Posted by Scott Von Doviak

Eagle Pennell may be the most important independent filmmaker you’ve probably never heard of. His movies aren’t easy to see; search Amazon.com for his 1984 feature Last Night at the Alamo and you’ll find one used VHS copy available for $44.99. You won’t find his last film, Doc’s Full Service, at all. His first feature, 1979’s The Whole Shootin’ Match, has recently been restored, however, and a DVD should be available soon. And while Shootin’ Match may not be his best effort (I’d vote for Alamo), it is his most important in the grand scheme of things because of who saw it when.

The “who” was Robert Redford and the “when” was 1978, the year Shootin’ Match played what was then called the U.S. Film Festival in Park City, Utah. At the time, Redford had no involvement with the festival, but Pennell’s film got him thinking about independent, regional filmmakers and how best to support them. The result was the Sundance Film Festival and the Institute that shares its name.

But being a seminal figure in independent filmmaking didn’t pay the bills or keep Pennell on the straight and narrow. “The last time I saw Eagle Pennell was on a weekend, around midnight, on Market Square in downtown Houston,” writes Steve McVicker in the Texas Observer. “I remember it was cold, at least for Houston, so it must have been January or February of 2001, maybe 2002. Pennell looked like hell—pretty much the way you’d expect of someone who, for the last couple of years, had been living on and off the streets. He was still tall, but the way he stooped made him look smaller—not the larger-than-life, low-budget independent filmmaker he’d once been. By our last meeting, his powers—and his friends—had deserted him.”

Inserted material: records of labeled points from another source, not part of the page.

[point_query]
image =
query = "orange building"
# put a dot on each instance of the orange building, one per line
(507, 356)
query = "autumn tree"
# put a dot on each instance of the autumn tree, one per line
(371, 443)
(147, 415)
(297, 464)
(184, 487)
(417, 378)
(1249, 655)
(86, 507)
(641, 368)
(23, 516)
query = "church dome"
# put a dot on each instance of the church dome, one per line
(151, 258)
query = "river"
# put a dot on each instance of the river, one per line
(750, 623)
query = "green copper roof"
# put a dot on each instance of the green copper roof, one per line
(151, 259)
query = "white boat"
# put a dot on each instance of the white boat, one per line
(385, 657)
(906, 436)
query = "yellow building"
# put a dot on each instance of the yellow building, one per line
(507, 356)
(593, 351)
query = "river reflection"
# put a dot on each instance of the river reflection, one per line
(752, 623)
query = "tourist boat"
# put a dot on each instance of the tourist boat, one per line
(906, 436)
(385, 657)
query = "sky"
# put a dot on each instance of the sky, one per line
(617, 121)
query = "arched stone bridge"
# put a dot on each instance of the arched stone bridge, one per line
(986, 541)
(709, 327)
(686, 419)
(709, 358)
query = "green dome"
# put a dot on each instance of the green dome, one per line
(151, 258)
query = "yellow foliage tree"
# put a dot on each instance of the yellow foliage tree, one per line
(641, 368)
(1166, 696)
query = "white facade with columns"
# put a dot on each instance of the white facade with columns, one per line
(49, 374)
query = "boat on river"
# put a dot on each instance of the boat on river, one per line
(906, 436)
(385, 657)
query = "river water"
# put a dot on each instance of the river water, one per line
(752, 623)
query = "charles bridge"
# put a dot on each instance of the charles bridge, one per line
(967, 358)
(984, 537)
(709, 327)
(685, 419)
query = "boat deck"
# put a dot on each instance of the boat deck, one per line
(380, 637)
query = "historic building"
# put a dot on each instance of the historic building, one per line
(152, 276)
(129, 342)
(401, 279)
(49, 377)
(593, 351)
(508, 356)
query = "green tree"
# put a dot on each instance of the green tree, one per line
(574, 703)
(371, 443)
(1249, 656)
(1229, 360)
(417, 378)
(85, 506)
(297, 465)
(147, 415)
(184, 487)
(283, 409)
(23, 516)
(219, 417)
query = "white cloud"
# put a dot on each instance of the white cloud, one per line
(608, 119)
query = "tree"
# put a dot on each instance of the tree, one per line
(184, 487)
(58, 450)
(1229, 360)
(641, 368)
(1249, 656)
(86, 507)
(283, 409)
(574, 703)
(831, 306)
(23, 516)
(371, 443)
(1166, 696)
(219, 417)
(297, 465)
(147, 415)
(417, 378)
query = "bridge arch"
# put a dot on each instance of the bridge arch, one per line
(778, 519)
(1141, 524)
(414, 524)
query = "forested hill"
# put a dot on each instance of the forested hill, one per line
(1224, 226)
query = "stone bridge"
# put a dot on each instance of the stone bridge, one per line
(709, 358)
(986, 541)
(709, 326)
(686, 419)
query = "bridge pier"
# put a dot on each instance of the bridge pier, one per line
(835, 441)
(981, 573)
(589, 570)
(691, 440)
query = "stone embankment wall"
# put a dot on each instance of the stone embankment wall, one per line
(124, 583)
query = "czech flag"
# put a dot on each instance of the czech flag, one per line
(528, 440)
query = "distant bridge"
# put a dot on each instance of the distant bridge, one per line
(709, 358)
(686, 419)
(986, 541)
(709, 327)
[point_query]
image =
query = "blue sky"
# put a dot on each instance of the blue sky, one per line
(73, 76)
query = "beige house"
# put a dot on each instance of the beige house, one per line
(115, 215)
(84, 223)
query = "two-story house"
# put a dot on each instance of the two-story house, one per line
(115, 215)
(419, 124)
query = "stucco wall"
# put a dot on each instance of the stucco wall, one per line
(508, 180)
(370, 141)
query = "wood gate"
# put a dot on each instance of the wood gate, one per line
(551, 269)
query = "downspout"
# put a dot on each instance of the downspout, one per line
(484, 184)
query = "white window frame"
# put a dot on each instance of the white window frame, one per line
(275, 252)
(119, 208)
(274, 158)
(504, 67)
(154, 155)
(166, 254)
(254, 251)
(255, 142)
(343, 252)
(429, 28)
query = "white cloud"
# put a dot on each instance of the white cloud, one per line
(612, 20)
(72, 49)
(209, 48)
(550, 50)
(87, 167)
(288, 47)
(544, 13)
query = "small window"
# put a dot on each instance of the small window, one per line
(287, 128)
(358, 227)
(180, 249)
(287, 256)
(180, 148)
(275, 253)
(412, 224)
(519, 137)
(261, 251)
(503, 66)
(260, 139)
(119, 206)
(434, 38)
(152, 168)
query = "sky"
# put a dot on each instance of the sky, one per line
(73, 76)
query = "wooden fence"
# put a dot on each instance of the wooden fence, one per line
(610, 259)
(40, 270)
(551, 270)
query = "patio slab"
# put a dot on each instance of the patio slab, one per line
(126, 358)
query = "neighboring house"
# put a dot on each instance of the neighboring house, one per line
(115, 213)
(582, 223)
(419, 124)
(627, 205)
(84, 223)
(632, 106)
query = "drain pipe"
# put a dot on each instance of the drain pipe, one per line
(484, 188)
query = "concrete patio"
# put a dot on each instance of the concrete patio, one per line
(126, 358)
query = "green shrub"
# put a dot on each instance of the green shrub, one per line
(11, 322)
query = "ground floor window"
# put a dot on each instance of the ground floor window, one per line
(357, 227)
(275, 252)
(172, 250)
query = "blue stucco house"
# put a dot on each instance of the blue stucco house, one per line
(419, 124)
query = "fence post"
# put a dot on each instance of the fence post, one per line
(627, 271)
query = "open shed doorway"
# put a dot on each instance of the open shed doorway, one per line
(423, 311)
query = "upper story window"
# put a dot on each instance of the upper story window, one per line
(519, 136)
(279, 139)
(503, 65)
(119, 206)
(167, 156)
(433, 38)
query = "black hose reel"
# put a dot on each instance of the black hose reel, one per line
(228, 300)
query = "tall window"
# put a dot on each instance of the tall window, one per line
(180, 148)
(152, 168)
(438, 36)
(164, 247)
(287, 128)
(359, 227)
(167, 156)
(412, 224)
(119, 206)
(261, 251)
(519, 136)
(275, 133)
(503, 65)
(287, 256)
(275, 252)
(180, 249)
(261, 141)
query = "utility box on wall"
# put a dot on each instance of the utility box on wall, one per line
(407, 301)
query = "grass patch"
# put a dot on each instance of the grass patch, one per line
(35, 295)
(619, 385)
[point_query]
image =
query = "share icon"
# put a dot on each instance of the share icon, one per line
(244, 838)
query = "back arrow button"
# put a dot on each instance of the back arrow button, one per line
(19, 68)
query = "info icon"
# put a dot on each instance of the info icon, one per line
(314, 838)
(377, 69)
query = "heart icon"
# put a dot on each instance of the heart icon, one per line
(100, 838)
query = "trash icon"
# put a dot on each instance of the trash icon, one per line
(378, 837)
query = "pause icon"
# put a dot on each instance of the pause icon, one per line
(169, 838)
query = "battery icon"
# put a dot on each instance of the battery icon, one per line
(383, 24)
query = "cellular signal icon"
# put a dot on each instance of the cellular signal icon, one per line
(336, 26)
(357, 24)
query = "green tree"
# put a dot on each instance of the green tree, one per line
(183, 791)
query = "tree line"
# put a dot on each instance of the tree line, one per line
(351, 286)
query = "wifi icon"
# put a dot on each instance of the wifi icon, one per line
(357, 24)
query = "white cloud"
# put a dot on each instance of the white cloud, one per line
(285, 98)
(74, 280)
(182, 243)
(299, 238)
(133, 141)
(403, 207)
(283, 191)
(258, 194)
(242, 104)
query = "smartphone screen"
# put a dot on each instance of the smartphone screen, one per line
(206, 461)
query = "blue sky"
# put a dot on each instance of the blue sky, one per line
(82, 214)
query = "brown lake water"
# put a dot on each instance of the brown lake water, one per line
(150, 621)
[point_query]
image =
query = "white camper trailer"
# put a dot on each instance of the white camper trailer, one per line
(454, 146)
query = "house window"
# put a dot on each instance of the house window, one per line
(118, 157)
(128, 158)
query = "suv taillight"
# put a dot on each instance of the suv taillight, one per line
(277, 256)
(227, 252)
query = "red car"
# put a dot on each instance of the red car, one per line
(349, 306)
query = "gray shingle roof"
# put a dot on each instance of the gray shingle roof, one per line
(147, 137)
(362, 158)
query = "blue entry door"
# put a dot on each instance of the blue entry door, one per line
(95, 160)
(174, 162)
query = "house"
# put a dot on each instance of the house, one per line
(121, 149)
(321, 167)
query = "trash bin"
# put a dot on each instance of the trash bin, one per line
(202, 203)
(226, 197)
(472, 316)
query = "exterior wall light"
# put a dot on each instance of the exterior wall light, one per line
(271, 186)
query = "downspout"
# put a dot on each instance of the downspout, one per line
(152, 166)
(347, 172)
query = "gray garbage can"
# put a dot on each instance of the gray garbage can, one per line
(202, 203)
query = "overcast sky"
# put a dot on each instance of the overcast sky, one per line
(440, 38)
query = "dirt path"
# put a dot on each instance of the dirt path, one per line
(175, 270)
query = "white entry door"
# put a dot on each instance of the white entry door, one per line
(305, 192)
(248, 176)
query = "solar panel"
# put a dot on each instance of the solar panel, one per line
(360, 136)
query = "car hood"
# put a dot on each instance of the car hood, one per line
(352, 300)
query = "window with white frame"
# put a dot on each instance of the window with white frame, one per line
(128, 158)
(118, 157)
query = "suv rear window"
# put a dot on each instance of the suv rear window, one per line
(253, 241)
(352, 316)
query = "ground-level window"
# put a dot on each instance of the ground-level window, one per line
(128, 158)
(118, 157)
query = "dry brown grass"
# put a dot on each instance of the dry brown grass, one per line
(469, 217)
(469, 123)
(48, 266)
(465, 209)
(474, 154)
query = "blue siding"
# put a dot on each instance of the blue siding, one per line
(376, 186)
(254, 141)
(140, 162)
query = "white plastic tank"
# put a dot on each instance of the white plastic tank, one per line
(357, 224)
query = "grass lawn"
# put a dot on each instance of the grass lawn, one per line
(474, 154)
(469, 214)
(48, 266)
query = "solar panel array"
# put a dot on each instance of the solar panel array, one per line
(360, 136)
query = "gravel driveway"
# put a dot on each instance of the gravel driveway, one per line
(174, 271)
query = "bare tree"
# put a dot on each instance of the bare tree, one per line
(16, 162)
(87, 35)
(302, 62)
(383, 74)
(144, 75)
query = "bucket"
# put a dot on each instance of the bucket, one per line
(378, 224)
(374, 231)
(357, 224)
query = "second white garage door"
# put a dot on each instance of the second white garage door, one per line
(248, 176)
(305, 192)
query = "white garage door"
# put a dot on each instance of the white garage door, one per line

The story of how that happened is told in the documentary The King of Texas, which premiered at this year’s SXSW and will be included on the Shootin’ Match DVD. “The sad, funny, and solemnly shot documentary is the collaborative effort of Pennell’s brother, Chuck Pinnell, and Chuck’s son—Eagle’s nephew—René Pinnell, along with Claire Huie,” McVicker writes. Their movie takes its title from a western Pennell never lived to make. No date has been announced for the release of the DVD, but watch this space for further details.